# Piping DVD sound through foobar player?



## peterselby7 (Nov 29, 2008)

I am trying to play back DVDs sending the sound through my foobar crossover. I am running active crossovers through the foobar crossover then out to my external soundcard then the preamp/ amps. I need to pipe the signal through foobar to get full bandwidth sound to all of my drivers keeping my room compensation intact etc. Does anyone know how to do this?

Pete


----------



## Wayne A. Pflughaupt (Apr 13, 2006)

It doesn't work to use your computer's DVD drive?

Regards,
Wayne


----------



## nova (Apr 30, 2006)

I assume you have D/L the latest version of foobar2000 ? I have never messed with it but I wonder if there is a third party plug-in you could try ?


----------



## peterselby7 (Nov 29, 2008)

Thanks for the response. 

I can use the computer dvd drive but have been unable to figure out how to send the dvd sound through the foobar crossover.
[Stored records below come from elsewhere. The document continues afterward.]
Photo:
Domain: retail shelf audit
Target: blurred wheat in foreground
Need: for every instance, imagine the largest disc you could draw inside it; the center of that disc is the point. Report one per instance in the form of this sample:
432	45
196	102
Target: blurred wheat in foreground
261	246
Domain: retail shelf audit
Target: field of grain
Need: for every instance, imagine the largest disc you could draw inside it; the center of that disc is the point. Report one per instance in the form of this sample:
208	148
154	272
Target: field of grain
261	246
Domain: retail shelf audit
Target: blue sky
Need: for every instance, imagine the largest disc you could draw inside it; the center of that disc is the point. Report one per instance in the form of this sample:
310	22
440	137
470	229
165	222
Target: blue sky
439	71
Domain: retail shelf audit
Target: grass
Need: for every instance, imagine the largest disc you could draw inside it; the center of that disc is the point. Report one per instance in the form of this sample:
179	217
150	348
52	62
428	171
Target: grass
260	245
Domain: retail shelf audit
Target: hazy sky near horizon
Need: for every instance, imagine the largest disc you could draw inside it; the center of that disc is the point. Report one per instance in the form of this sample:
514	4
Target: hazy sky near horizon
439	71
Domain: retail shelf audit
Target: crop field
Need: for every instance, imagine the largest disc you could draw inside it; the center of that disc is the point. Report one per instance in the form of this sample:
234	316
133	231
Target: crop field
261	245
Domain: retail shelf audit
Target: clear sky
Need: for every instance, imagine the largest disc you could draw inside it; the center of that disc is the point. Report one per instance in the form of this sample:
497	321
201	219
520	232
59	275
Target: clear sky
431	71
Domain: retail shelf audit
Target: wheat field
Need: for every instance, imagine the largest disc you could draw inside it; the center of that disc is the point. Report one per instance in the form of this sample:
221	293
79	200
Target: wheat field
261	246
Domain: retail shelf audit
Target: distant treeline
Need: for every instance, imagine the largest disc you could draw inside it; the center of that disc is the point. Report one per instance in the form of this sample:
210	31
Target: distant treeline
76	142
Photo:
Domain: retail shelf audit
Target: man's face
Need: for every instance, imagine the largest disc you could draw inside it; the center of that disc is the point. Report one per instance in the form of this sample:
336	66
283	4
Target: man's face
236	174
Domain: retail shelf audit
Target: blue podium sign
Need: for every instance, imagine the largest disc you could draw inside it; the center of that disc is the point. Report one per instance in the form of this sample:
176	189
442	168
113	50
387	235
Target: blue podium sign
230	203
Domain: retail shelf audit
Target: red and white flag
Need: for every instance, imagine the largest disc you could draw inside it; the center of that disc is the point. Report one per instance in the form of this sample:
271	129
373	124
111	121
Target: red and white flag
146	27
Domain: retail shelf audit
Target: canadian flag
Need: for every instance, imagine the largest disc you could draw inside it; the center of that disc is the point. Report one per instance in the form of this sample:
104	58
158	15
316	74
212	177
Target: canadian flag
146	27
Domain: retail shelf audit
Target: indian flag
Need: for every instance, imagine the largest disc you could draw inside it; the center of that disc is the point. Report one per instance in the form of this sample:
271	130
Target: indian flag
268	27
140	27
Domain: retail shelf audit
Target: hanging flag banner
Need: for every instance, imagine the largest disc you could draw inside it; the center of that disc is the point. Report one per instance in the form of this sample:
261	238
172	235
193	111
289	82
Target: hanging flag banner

I need to do this so that I can get sound to all the drivers: tweeters, mid, and bass. - my speakers use the active crossover in foobar. I can send sound out through two outputs from zoom player but I need to send the signal from zoom player (or any other player) into the foobar crossover then out to the amps. Supposedly, you can use a plugin to accomplish this but I have not been able to get anyone to explain how to do this. Any ideas?


----------